Dans ce contexte, l'armée de l'air travaille avec Dassault Aviation et la Direction générale de l'armement (DGA) de manière active sur la disponibilité des Rafale en vue de minimiser cette réduction temporaire de capacité. Signé en 2019, le contrat de MCO Ravel "a déjà produit une augmentation de 10 % de la disponibilité des Rafale", a-t-il assuré. En outre, la DGA s'est accordée avec Dassault Aviation "pour dégager de la disponibilité supplémentaire de six avions au cours de l'année prochaine, grâce à une meilleure pratique dans le remplacement des pièces qui tombent en panne. En 2022, la poursuite du contrat de verticalisation passé par la DMAé avec Dassault doit nous apporter dix avions disponibles en 2022", a expliqué Joël Barre lors de son audition au sénat le 21 octobre. Et d'assurer "nos objectifs sont suffisamment solides et permettront de concilier l'exportation du Rafale et la nécessité de maintien du nombre d'avions en ligne nécessaire à nos armées".
"Avec la direction de la maintenance aéronautique (DMAé), les industriels, la DGA et le ministère, nous faisons un effort sur la réduction du nombre d'avions en attente de pièces, qui doit influer positivement sur la disponibilité.

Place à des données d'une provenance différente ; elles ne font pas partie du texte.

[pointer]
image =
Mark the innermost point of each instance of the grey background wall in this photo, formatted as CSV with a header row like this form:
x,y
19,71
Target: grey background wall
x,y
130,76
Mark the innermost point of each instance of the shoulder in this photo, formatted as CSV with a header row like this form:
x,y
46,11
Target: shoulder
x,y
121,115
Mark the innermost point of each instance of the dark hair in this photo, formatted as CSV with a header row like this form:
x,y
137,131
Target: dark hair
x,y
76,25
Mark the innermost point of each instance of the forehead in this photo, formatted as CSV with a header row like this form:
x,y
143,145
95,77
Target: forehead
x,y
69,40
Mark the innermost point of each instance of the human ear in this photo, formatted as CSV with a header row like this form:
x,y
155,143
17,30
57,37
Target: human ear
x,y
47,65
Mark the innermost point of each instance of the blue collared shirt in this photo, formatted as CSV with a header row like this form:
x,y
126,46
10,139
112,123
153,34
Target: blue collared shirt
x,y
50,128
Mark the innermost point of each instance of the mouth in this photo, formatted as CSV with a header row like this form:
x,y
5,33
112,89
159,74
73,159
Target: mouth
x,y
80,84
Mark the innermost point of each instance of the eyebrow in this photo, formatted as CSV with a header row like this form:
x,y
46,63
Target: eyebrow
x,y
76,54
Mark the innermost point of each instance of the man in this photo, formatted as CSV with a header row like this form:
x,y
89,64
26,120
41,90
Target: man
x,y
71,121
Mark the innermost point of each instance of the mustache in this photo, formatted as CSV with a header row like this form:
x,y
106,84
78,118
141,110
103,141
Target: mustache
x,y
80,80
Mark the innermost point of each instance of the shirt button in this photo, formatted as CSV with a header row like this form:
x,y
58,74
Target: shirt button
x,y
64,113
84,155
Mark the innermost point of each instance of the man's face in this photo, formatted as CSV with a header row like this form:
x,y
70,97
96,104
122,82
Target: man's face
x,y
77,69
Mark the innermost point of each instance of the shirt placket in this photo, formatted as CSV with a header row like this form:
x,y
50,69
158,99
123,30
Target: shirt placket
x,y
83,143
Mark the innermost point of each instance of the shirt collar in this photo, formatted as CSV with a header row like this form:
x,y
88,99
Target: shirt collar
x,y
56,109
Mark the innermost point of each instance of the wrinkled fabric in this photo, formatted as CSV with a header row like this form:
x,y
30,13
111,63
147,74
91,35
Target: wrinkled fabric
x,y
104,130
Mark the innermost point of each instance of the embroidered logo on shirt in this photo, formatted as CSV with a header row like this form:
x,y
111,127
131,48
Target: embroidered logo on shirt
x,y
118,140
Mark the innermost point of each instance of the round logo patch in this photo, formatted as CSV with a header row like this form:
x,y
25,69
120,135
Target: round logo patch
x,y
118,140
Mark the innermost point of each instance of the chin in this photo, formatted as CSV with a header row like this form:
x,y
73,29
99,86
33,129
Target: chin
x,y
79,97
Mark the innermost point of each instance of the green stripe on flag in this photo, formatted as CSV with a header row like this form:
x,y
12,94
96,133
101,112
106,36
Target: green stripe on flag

Ceci permettra une meilleure activité des équipages et la formation des plus jeunes", a confirmé le général Philippe Lavigne.
Le Rafale F4 livré à partir de 2027
Une nouvelle tranche de 30 Rafale au standard F4 sera en principe commandée en 2023 et doit être livrée d'ici à 2030 (2027-2030). D'autant que les Mirage 2000-5 seront progressivement retirés du service. Le standard F4 apportera des capacités majeures autour de quatre piliers : engagement (armement plus performants), survivabilité augmentée par des équipements électroniques et par le radar (protection), connectivité (communications satellitaires), essentiels au maintien de la supériorité opérationnelle de l'armée de l'air française, et disponibilité. En outre, a estimé le CEMAAE, "la masse, à terme, sera décuplée par le combat collaboratif connecté qui fonde le principe du SCAF", le programme franco-allemand qui remplacera le Rafale et l'Eurofighter.